Emotional neglect can be subtle and corrosive. When adults are too dissociated or depressed to mirror a child’s experience back to them, the child feels adrift, wondering what is real and how to get people to respond to them.
It is confusing and heartbreaking for children when they clearly signal their pain, but do not receive comfort and better care in response. They lose confidence both that their well-being matters, and that sensing pain means care is needed.
When we lack inner certainty about our right to exist, we wistfully try to imitate other people’s confident entitlement to take up space. We beat ourselves up for mistakes, real or imagined, as if they affect our intrinsic value. (They don’t.)
We directly or indirectly ask others if we are okay. We agonize over silence or unkindness, and constantly seek out the next bit of reassurance. Contempt eats into us like acid because there is no neutralizing inner certainty that it is undeserved.
We recognize nourishment when a mentor, practitioner, friend, or lover reflects us warmly and positively, even when something in us might also push that away. Each bit of external approval or kind witnessing helps us build a stronger sense of self and eventually internalize our own Inner Nurturer.
Everyone grieves at the loss of a warm connection with someone. The loss is more wrenching if they take our externally-based positive self-image with them. When we depend on someone else’s positive view of us, it leads to enmeshment and difficulty leaving if the relationship becomes abusive. Some abusive relationships start with intentional “love-bombing” to hook in people with shaky self-confidence.
Sit with doubt
We feel shame for being so vulnerable around external validation, even though we all have a need for kind reflection. We cannot make our missing confidence appear simply by deciding we “should” have it. We can sit with our doubts and shame, take in available nourishment and support, and let inner confidence grow slowly over time.
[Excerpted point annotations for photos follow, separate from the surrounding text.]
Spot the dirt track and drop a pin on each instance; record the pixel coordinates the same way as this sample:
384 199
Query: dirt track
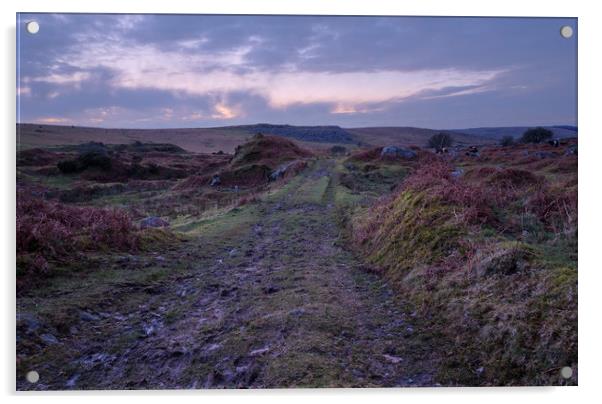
272 302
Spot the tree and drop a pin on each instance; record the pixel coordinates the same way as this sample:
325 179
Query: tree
440 140
536 135
507 141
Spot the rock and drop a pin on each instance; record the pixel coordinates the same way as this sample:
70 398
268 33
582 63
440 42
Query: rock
297 312
281 171
392 359
85 316
394 151
571 150
544 154
215 181
153 221
49 339
268 290
71 382
458 172
259 351
506 260
29 322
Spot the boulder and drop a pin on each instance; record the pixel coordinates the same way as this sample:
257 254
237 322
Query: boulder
394 151
215 181
153 221
504 260
571 150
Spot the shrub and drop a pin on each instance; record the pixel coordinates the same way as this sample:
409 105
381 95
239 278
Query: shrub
440 140
54 231
507 141
85 161
536 135
95 160
69 166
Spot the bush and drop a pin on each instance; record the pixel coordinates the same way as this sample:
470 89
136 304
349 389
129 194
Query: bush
440 140
54 231
95 160
536 135
507 141
85 161
69 166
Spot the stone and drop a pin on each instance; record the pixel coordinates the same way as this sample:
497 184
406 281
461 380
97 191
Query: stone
49 339
153 221
215 181
394 151
86 316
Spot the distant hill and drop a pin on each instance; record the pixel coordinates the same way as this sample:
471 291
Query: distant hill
496 133
206 140
409 136
320 134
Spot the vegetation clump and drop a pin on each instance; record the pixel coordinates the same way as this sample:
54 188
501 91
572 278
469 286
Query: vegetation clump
440 140
536 135
485 259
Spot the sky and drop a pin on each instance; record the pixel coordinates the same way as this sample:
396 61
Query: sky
168 71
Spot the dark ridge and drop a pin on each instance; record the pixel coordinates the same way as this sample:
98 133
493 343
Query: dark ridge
321 134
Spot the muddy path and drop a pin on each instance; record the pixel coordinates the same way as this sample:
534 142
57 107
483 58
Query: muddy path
264 298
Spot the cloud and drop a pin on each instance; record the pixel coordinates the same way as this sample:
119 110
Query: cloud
223 72
156 70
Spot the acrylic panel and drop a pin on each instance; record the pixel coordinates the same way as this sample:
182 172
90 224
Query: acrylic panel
257 201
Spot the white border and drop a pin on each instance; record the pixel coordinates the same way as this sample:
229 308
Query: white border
590 139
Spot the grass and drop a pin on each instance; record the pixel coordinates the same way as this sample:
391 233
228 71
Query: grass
489 261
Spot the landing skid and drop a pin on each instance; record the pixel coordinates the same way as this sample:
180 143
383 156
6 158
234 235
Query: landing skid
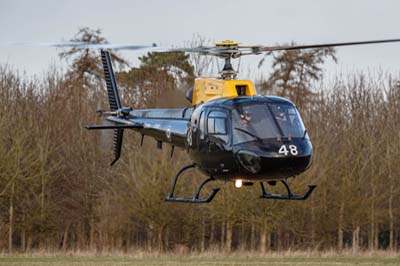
196 198
289 195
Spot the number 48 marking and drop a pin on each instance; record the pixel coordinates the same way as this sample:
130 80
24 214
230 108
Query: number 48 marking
292 149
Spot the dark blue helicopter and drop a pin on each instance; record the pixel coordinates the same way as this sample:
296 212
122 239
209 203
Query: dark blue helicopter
230 133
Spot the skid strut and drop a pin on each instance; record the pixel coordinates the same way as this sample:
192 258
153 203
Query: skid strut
289 195
196 198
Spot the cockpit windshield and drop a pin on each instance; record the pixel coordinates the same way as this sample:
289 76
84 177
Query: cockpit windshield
263 121
288 120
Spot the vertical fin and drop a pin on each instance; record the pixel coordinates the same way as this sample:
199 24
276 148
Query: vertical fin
112 89
114 100
118 135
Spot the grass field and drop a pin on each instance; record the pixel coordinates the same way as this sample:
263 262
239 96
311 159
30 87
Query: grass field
199 261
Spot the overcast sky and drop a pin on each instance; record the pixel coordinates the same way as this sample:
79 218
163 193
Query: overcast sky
174 22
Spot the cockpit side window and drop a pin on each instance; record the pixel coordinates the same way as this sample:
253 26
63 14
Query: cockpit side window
217 123
202 125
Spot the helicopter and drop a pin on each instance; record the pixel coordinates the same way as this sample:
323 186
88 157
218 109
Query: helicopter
229 132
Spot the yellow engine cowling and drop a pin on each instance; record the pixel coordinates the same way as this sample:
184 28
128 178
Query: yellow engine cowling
206 89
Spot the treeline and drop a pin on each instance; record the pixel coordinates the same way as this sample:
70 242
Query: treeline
58 192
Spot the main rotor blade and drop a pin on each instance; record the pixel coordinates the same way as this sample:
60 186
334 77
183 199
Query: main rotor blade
298 47
84 45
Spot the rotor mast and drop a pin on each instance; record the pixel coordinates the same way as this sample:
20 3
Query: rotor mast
229 50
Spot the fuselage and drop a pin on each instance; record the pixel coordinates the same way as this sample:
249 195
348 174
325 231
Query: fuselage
247 138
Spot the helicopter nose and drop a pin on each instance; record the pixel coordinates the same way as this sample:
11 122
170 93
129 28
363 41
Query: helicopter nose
249 161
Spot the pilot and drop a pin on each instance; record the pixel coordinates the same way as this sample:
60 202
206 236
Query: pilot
245 117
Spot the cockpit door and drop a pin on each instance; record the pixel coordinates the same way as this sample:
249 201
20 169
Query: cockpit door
218 139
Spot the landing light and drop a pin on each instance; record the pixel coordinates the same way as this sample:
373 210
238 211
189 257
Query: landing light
238 183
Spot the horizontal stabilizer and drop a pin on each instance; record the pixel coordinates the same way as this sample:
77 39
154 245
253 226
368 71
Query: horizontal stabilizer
113 126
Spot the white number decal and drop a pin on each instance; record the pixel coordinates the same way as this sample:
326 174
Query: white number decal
292 149
283 150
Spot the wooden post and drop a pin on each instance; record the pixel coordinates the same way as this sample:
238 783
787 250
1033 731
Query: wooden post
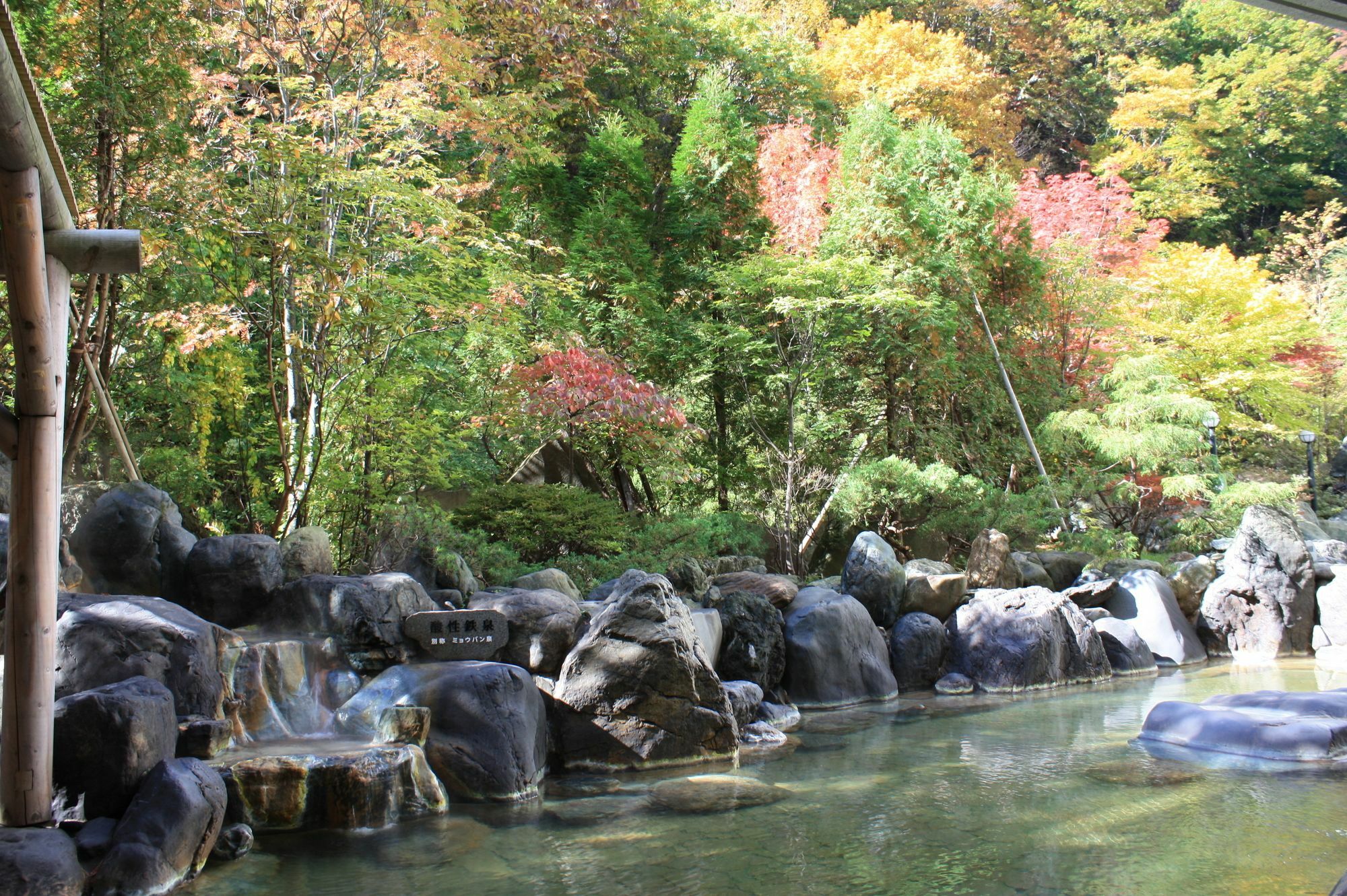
36 513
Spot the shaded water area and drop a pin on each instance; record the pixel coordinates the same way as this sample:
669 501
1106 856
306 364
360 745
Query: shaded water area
980 796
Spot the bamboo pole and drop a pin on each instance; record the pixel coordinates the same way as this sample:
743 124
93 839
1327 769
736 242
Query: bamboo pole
26 720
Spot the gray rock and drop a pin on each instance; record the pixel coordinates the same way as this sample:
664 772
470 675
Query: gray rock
231 579
640 689
363 613
40 862
754 648
746 699
108 739
991 564
1146 600
874 575
133 543
1264 603
834 653
954 685
1031 571
306 552
1189 583
106 640
1127 652
935 595
544 626
1266 724
166 835
553 579
1333 607
1024 640
488 735
918 648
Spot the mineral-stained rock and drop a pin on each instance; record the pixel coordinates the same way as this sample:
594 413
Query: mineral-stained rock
834 653
339 785
554 579
1264 603
1127 652
306 552
544 626
991 564
875 578
108 739
639 689
363 613
779 590
754 644
168 833
1024 640
488 736
231 579
133 543
106 640
918 648
715 794
40 862
1146 602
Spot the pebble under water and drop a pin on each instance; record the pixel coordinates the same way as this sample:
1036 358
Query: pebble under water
979 796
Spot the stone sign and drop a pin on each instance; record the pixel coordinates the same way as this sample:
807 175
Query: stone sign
459 634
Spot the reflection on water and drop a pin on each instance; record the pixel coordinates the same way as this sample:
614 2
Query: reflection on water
1039 794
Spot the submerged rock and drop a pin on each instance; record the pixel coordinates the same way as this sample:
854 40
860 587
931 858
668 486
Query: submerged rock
166 835
1264 603
1026 640
702 794
329 786
488 735
834 653
1266 724
639 689
875 578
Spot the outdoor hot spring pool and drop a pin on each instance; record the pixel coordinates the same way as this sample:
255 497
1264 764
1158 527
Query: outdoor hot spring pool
1037 794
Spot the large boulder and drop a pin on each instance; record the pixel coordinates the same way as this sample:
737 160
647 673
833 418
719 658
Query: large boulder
1146 600
874 575
107 740
133 543
104 640
1128 653
553 579
639 689
306 552
488 724
754 640
364 613
335 788
231 579
544 626
40 862
918 649
991 564
1190 583
834 653
166 835
1026 640
1264 603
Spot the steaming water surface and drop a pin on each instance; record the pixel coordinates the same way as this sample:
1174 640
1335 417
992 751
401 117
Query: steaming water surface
1039 794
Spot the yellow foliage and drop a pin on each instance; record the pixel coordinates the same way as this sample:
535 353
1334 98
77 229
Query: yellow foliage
922 73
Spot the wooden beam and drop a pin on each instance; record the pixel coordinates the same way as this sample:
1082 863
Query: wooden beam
30 625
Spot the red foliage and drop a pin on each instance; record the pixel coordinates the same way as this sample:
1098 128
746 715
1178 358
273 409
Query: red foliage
589 388
794 172
1094 211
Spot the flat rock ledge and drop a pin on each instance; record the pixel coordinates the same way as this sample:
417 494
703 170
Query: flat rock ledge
1302 727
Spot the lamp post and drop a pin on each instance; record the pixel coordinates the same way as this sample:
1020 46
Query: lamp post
1309 438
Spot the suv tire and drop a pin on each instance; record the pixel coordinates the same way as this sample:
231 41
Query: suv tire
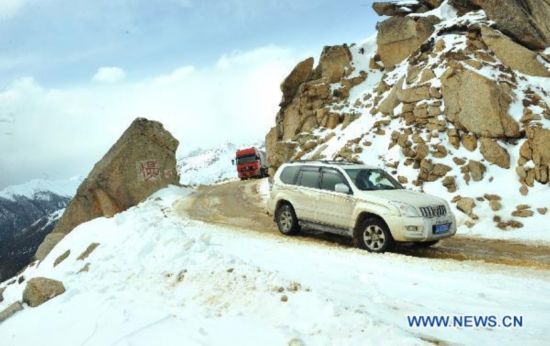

We can say, “Something in me doubts that I deserve to exist, and I say hello to that.” We can be our own kind witness and spend time with whatever we sense about that part. We can say hello to the part that criticizes the doubting, hurting part, and any other parts that have reactions to that part.
All parts of us are doing their best to help us survive. Many of them formed when we were young and had only a small repertoire of tools. When we learn about our emotions and provide our own accurate reflections, we begin to mend the holes left by inadequate parenting. “Something in me is mad right now.”
Not about us
When people treat us with contempt, cruelty, or indifference, they are saying more about their own internal state than about ours. Similarly, when we feel self-contempt, we have to be mindful not to project it unfairly on the people around us. No one intrinsically deserves contempt. While some damaging behaviors are contemptible, we want to minimize our use of contempt.
Self-confidence lets us keep our balance when others treat us badly. When we can stay even-tempered and kind, they have an opportunity to correct their behavior. We can also calmly communicate our boundaries. “We don’t do that here.” “I don’t like that. Please stop.” “Wow.”
Unfortunately, some people do not take the hint. It is not our job to be endlessly nice in the face of bad behavior. Self-confidence sparks anger and self-protective action when someone continues to mistreat us.
Make the leap
When we can turn toward ourselves with care in the midst of feeling doubt and self-contempt, we make space for healing to occur. We naturally need care from others to show us the way, and we also need to make the leap to assert, “I do deserve to exist.” Or at least, “I am going to treat myself as if I deserve to exist.”
- Robyn Posin’s post “Loving Your Self Unconditionally” reminds us that loving regard from others cannot reach us until we accept ourselves first. She continues that theme in “Love Your Self as You Are Right Now.” “The real cure, the only magical solution is simply and immediately to begin to practice treating our selves, exactly as we are in this moment, as if we already are entitled to be loved.”
- Lindsay Gibson’s book Adult Children of Emotionally Immature Parents describes the effects of lacking emotional mirroring as a child, and suggests ways to handle immature parents as an adult.